Ficamos nos encarando no silêncio daquela sala incomodamente branca.
— Não. — Respondeu por fim, e apesar de a expressão continuar gélida, havia algo diferente no tom de voz.
— Não — repeti —, claro que não. Então você não sabe qual é a sensação de sua vida valer nada. De estar oco. Não sabe como é ter sua felicidade arrancada de si. Ela se foi com alguém melhor e mais bonito que eu. Nunca a terei. — Não consegui mais segurar o choro e ele caiu na intensidade real de minha dor.
— Acalme-se. — Ele vacilou, e por alguns segundos sua postura se desfez.
Era um teatro. A pose de homem grosseiro era uma farsa.
— O veneno era para mim. Eu não tenho mais vontade de viver. Olhe para mim, por acaso já não estou quase morto? — Era a crua verdade.
— Você está péssimo. — Confessou. — Te segui por alguns dias e vi você seguindo eles. Minha próxima pergunta é: por que você não confiava nele?
— Não sei, talvez por instinto, ou por ciúmes, mas sempre pensei que há algo muito errado com aquele homem.
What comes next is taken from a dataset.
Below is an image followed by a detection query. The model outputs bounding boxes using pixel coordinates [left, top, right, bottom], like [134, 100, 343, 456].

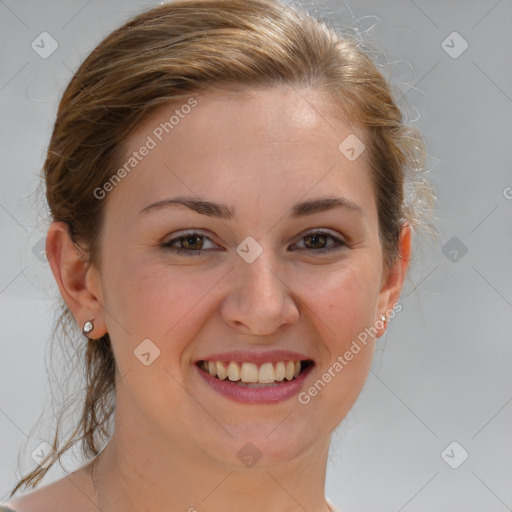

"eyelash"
[161, 229, 346, 256]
É perfeito demais, e parece que a sorte o acompanha. Não parece? — Olhei para o sapato elegante no pé de Nico, ele tinha bom gosto.
— Não. — Ele blefava.
— Sim, parece. Porém, eu já havia desistido. Hoje seria meu último dia sobre a terra e você me atrapalhou! — Destilei meu ódio reprimido.
— Vou te providenciar assistência jurídica. — Foi tudo o que ele falou antes de sair.